Он помчался по пустынному коридору на свет красного фонаря, — он знал, что такие фонари горят обычно у выхода на пожарную лестницу. Дверь соседнего с лестницей номера была открыта. В комнате ярко горел газ; на стуле лежала груда одежды. Беркли подбежал к окну, но не смог открыть его; тогда он выбил стекло стулом и выскочил на площадку пожарной лестницы; внизу, при красноватом отсвете пламени, он увидел толпу, состоявшую в основном из мужчин, но были там и женщины и дети. Как быть? Предстать перед всеми в ночной рубашке, точно привидение? Нет, эта часть дома еще не в огне, занялся только дальний угол, — надо этим воспользоваться и одеться. Так Беркли и поступил. Одежда, обнаруженная на стуле, оказалась ему почти впору, разве что чересчур пестра и, пожалуй, немного великовата. Как и шляпа, — он впервые видел такую, ибо Буфалло Билл в ту пору еще не приезжал в Англию. Беркли всунул одну руку в рукав куртки, но со вторым никак не мог справиться: он был загнут и пришпилен к плечу.
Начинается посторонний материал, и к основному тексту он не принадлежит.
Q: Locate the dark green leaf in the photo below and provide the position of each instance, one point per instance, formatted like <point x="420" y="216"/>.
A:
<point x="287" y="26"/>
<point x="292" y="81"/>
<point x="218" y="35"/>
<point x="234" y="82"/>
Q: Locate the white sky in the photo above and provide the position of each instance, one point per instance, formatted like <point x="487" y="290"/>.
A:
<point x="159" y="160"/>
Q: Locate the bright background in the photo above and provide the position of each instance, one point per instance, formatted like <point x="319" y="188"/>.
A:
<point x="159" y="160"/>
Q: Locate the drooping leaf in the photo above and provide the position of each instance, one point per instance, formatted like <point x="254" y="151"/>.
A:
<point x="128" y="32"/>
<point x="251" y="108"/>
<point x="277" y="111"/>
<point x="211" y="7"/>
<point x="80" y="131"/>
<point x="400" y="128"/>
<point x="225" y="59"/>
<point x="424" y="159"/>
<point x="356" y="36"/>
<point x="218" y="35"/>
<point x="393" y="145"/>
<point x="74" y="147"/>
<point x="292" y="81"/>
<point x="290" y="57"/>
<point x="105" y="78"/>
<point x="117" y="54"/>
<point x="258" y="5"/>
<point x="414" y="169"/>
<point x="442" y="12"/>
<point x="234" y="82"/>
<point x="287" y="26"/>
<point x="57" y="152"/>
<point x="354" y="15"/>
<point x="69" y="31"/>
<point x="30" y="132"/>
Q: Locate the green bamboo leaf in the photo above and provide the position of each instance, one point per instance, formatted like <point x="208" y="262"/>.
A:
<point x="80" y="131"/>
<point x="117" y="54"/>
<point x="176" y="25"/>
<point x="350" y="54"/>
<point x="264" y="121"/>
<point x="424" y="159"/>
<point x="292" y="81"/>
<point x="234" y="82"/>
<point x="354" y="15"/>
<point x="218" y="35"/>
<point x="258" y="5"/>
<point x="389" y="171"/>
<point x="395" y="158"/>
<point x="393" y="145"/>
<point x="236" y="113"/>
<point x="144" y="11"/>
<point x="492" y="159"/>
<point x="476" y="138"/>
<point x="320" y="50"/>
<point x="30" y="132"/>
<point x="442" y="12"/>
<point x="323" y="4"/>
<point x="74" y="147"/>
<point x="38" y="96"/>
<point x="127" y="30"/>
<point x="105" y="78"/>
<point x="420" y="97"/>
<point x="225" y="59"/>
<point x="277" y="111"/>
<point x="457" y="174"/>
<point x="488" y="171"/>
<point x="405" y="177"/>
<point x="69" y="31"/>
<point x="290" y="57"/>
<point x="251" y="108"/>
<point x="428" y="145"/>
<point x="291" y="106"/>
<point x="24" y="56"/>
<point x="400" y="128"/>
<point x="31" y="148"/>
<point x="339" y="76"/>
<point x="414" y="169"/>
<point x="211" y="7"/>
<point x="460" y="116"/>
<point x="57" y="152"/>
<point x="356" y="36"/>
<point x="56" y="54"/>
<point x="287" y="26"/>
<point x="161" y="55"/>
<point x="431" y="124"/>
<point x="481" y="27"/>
Решив не тратить времени и не возиться с ним, виконт ринулся вниз, успешно добрался до земли и был тотчас выведен полисменами за канат, ограждавший охваченный огнем отель.

Благодаря ковбойской шляпе и куртке, надетой лишь на одно плечо, он сразу стал предметом внимания, что было не очень приятно, хотя толпа и вела себя по отношению к нему необычайно уважительно, если не сказать почтительно. Тем не менее он уже придумал горестное восклицание, с которого начнется очередная запись в его дневнике: «Все тщетно: сколько ни переодевайся, американцы мигом распознают лорда и начинают взирать на тебя с трепетом, даже почти со страхом».
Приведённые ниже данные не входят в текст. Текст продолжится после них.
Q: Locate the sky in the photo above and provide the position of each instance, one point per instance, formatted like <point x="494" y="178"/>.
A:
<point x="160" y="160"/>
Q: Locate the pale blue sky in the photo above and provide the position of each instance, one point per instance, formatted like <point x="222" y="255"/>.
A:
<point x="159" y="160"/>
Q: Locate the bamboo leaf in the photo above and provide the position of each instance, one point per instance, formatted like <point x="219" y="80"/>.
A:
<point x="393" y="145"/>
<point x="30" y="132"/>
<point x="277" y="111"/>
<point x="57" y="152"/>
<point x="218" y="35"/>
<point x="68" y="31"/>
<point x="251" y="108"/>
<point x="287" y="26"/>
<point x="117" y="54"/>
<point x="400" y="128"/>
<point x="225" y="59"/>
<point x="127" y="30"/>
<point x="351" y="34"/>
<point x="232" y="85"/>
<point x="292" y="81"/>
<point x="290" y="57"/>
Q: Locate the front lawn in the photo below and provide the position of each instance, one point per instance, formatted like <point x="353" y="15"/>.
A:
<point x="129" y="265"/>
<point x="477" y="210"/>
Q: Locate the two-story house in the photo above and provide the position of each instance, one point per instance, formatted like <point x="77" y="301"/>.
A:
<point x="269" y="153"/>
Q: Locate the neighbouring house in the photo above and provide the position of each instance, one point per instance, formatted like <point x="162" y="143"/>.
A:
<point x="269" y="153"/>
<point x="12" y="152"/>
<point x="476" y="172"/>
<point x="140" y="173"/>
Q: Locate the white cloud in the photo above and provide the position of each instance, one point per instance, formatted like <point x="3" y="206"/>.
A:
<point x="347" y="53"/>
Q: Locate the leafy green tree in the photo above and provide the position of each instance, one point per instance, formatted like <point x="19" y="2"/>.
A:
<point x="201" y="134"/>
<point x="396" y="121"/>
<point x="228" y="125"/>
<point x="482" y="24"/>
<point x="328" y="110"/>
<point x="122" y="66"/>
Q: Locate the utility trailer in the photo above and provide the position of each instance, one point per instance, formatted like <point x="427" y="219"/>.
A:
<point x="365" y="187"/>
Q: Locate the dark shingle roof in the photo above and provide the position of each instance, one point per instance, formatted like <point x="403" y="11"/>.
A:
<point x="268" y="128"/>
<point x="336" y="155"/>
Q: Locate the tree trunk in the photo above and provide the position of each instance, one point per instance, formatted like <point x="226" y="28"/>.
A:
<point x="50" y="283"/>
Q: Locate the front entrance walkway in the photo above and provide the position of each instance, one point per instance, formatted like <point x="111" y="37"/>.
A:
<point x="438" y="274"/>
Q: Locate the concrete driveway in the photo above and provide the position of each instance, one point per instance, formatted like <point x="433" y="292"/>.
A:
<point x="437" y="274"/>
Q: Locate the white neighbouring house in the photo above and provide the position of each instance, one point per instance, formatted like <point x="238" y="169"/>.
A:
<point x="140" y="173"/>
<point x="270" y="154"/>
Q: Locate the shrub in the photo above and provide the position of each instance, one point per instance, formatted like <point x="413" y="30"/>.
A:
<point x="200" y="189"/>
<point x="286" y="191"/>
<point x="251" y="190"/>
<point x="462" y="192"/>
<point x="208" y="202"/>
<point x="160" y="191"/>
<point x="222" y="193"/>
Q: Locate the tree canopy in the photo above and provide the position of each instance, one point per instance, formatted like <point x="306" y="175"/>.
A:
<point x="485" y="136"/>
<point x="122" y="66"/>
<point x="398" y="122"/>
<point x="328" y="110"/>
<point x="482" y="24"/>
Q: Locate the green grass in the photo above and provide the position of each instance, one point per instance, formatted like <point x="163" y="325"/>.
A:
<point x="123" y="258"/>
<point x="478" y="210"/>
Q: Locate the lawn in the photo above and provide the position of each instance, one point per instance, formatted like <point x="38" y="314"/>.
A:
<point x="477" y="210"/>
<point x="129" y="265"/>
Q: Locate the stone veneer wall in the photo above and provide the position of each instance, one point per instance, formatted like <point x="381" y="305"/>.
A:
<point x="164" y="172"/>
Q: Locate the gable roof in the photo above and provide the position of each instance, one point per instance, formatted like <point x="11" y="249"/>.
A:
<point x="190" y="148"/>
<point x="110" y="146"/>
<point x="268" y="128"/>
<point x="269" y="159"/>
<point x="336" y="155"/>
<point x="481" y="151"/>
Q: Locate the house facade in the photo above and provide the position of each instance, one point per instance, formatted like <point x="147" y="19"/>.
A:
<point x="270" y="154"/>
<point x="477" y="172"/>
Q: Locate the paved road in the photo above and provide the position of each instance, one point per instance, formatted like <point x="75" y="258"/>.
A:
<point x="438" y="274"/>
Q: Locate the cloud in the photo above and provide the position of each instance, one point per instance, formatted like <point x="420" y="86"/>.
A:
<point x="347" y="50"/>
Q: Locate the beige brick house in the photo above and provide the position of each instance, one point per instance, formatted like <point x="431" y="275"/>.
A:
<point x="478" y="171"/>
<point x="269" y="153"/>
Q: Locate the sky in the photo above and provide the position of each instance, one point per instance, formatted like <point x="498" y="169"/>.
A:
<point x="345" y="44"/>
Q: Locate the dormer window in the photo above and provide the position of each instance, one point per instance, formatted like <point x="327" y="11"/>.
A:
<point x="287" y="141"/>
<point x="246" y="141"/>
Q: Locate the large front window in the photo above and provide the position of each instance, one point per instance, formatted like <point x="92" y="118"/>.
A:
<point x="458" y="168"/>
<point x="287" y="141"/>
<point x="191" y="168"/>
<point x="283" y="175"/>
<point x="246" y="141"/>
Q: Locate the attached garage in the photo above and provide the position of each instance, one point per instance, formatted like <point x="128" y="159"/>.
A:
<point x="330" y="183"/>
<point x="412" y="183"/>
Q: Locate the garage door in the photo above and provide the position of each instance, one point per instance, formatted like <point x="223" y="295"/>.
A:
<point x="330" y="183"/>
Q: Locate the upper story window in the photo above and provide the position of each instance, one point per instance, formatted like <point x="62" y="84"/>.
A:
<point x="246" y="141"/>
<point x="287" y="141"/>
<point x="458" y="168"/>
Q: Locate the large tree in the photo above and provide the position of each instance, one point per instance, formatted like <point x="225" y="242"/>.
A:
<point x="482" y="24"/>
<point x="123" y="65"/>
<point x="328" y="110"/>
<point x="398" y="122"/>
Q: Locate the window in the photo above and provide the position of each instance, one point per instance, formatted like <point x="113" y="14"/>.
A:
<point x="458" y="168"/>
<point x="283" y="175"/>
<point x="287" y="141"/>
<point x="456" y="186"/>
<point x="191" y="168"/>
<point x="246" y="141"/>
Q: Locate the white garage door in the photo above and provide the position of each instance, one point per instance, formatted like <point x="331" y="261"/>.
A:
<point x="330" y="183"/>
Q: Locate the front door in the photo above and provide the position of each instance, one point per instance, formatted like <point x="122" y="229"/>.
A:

Но вот один из мальчишек, стоявших полукругом и, разинув рот, с восхищением глядевших на молодого виконта, отважился задать ему вопрос. Милорд ответил. Мальчишки изумленно переглянулись, а в толпе кто-то воскликнул:

— Англичанин — ковбой! Вот чудеса-то!

Виконт отметил про себя это восклицание, решив сохранить его в памяти для будущей записи в дневник: «Ковбой! Что бы это могло значить? Возможно…» Но тут он почувствовал, что надо бежать, не то его одолеют расспросами, а потому постарался побыстрее выбраться из толпы, отшпилил рукав куртки, надел ее как следует и отправился на поиски какого-нибудь незаметного и скромного пристанища. Вскоре он такое нашел, лег в постель и почти незамедлительно уснул.
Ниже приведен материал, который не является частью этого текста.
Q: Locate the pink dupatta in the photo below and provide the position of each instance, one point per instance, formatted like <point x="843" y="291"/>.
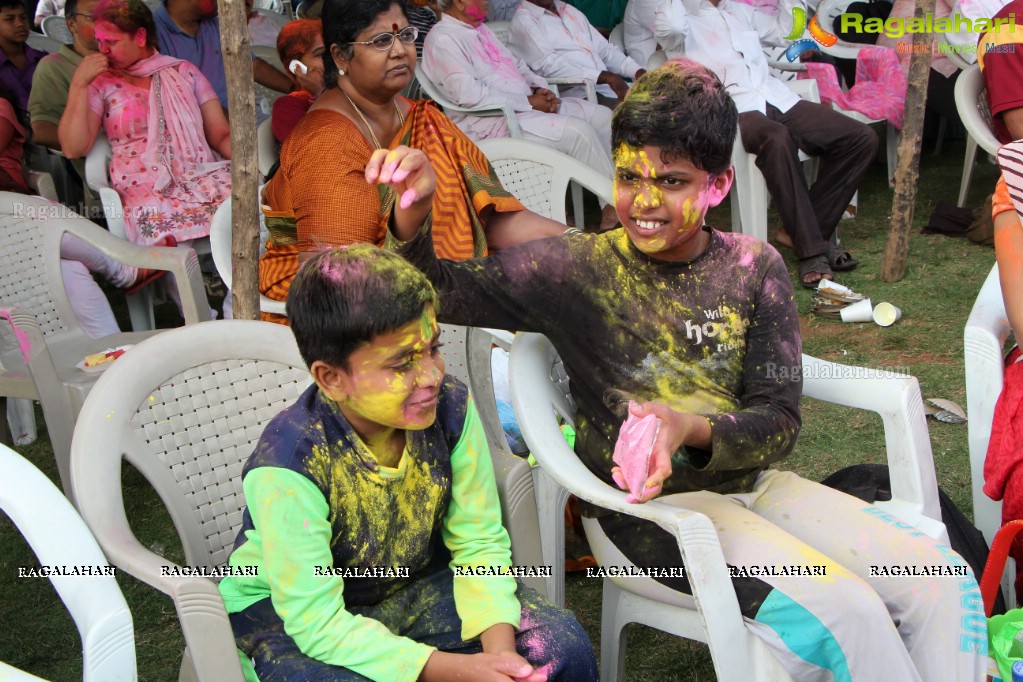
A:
<point x="176" y="148"/>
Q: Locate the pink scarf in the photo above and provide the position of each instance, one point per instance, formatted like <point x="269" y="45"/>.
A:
<point x="176" y="148"/>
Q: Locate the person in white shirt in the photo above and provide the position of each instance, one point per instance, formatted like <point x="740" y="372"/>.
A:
<point x="557" y="41"/>
<point x="502" y="10"/>
<point x="774" y="124"/>
<point x="470" y="64"/>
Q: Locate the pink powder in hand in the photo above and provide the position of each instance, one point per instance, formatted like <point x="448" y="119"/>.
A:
<point x="632" y="453"/>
Утром он осмотрел свой костюм. Выглядел он весьма необычно, но по крайней мере все вещи были новые и чистые. В карманах оказалось целое состояние. Во-первых, пять кредиток по сто долларов каждая. И во-вторых, почти пятьдесят долларов более мелкими купюрами и серебром. Пачка табаку. Молитвенник, который никак не желал открываться и при более тщательном исследовании оказался фляжкой, наполненной виски. Записная книжка без фамилии владельца. В разных местах ее — записи, нацарапанные неграмотными каракулями: даты и часы свиданий, ставки на скачках, проигранные и выигранные пари и прочее, а также какие-то странные многословные имена: «Шестипалый Джейк», «Тот, Кто Боится Своей Тени» и тому подобное. Ни писем, ни документов.

Молодой человек задумался: что делать дальше? Аккредитив его сгорел; придется позаимствовать мелочь и серебро, обнаруженные в карманах, часть истратить на объявления с целью разыскать владельца, а на остальные жить, пока не найдется работа. Приняв такое решение, виконт попросил принести ему утреннюю газету и принялся читать про пожар. Самыми крупными буквами был набран заголовок, оповещавший о его собственной гибели! Большая часть отчета посвящалась описанию подробностей, как он, с присущим его сословию героизмом, спасал из огня женщин и детей, пока все пути к спасению не были для него отрезаны, — тогда на глазах у рыдающей внизу толпы он скрестил на груди руки и мужественно стал ждать приближения ненасытного врага: «…так стоял благородный наследник великого рода Россморов среди бушующего моря огня и взмывающих ввысь столбов дыма, пока огненный смерч не подкрался к нему и он не исчез навеки с глаз людских».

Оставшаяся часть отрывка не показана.